Anisotropic Mechanical Behavior in an Extruded AZ31 Magnesium Alloy: Experimental and Crystal Plasticity Modeling

Abstract

The mechanical anisotropy on extruded AZ31 magnesium alloy bar has been investigated by combining experimental measurement and crystal plasticity modeling. Monotonic tension and compression are conducted in four loading directions with the oblique angle φ of 0°, 30°, 60° and 90° from extrusion radial direction to extrusion direction, and are also simulated by visco-plastic self-consistent model with considering twinning and detwinning scheme at the first time. The simulation results are well in agreement with the corresponding experimental data.
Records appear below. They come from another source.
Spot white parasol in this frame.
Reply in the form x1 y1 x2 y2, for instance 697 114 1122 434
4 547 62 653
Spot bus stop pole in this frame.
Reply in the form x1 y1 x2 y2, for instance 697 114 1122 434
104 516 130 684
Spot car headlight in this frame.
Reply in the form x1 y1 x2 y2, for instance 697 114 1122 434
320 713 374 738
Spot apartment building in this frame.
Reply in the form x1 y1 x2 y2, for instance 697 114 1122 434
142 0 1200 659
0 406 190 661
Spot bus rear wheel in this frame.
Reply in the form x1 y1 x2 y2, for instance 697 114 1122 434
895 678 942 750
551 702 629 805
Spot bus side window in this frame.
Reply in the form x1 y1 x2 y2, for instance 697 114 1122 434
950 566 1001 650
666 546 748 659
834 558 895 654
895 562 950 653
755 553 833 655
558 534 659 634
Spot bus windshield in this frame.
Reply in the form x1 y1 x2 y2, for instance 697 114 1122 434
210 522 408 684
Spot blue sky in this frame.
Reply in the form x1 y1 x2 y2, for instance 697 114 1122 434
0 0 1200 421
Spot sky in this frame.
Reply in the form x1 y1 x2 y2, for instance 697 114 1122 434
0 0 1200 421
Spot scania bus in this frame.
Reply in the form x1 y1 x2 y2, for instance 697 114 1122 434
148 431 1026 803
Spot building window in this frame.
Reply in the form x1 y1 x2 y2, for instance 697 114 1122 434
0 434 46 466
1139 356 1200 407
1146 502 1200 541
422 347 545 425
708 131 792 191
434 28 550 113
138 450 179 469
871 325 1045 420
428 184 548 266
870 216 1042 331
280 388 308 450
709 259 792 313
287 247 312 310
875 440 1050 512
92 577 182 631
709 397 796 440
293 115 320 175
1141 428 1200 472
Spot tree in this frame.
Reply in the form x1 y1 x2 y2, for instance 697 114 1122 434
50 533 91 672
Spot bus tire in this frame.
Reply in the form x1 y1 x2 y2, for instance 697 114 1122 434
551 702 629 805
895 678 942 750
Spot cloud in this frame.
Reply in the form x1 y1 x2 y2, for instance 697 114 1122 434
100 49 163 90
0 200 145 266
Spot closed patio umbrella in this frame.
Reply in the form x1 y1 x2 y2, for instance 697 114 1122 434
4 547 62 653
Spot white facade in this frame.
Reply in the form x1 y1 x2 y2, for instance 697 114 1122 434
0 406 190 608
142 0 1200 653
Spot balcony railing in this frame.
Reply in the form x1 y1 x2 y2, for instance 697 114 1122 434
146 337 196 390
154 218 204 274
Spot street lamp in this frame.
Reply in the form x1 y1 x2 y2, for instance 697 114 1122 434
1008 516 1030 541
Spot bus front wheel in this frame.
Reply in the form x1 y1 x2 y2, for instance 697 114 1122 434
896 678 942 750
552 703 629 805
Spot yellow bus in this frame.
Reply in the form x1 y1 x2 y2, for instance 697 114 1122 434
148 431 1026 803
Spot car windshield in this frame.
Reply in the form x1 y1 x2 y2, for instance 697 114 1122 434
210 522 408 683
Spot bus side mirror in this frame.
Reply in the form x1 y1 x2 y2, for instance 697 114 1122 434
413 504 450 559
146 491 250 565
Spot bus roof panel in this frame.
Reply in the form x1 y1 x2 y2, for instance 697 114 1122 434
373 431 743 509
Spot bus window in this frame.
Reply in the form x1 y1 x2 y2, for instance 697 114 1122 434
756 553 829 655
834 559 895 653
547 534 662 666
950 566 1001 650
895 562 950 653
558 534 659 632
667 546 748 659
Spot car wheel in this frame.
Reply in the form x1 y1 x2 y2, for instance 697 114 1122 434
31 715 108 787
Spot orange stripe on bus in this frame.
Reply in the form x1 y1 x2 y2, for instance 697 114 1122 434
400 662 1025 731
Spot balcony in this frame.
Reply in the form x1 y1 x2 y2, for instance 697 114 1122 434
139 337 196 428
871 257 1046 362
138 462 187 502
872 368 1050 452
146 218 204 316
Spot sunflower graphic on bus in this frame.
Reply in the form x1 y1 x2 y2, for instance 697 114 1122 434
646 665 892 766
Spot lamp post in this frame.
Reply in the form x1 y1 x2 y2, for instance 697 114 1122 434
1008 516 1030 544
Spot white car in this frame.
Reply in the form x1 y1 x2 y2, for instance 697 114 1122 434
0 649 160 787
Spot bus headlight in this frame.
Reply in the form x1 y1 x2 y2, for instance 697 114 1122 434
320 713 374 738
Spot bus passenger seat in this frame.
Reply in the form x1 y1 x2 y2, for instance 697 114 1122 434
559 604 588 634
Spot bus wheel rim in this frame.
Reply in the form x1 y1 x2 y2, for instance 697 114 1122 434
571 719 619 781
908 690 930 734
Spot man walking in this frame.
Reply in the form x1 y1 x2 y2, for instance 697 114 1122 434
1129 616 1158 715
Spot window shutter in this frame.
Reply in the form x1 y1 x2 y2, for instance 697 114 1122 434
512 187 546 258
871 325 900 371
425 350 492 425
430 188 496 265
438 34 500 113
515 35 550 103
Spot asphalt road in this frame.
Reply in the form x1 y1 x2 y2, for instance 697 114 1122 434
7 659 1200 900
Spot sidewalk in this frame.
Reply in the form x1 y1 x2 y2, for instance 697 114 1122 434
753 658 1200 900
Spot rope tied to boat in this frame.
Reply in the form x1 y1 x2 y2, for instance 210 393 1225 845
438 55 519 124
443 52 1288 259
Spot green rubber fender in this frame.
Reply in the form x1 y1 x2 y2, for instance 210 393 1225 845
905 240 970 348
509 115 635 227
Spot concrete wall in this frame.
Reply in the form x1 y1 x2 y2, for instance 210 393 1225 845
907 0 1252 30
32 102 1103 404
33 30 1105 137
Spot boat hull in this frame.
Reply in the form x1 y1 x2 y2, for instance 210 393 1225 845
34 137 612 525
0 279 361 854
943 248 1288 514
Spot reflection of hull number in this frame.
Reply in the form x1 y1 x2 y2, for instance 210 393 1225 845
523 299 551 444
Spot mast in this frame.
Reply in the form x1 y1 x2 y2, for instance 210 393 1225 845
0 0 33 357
Combined with the Schmid factor (SF), the anisotropic mechanical behaviors including yield strength, ultimate strength and strain hardening rate are interpreted with the predicted relative activities of deformation modes, texture evolution and twin volume fraction. With the loading angle varying from 0° to 90°, it is found that prismatic slip becomes the primary deformation mode with the decreasing relative activities of basal slip and extension twinning in tension. While the deformation mechanism is more complex in compression: Extension twinning gets great activation at the beginning of the deformation, especially under compression along 90°; basal slip and pyramidal < c + a > slip dominate the late deformation of compression along 0° and 30°, while basal slip and prismatic slip are dominated modes in compression along 60° and 90°. Additionally, different \(\{{{10}\stackrel{{-}}{1}{{2}}}\}\) twinning behaviors with two or three and one or two pairs of twin variants being activated in tension along 30° and compression along 90°, respectively, have a close correlation with the texture evolution to coordinate plastic deformation. The activation of \(\{{{10}\stackrel{{-}}{1}{{2}}}\}\) twinning, which varies with the loading angle φ, results in the increased trend of strain hardening rate. Following the exhausting of twinning, non-basal slips with the highest SF become the primary deformation mode subsequently, contributing to the decreasing trend in hardening behavior and the anisotropy of ultimate strength.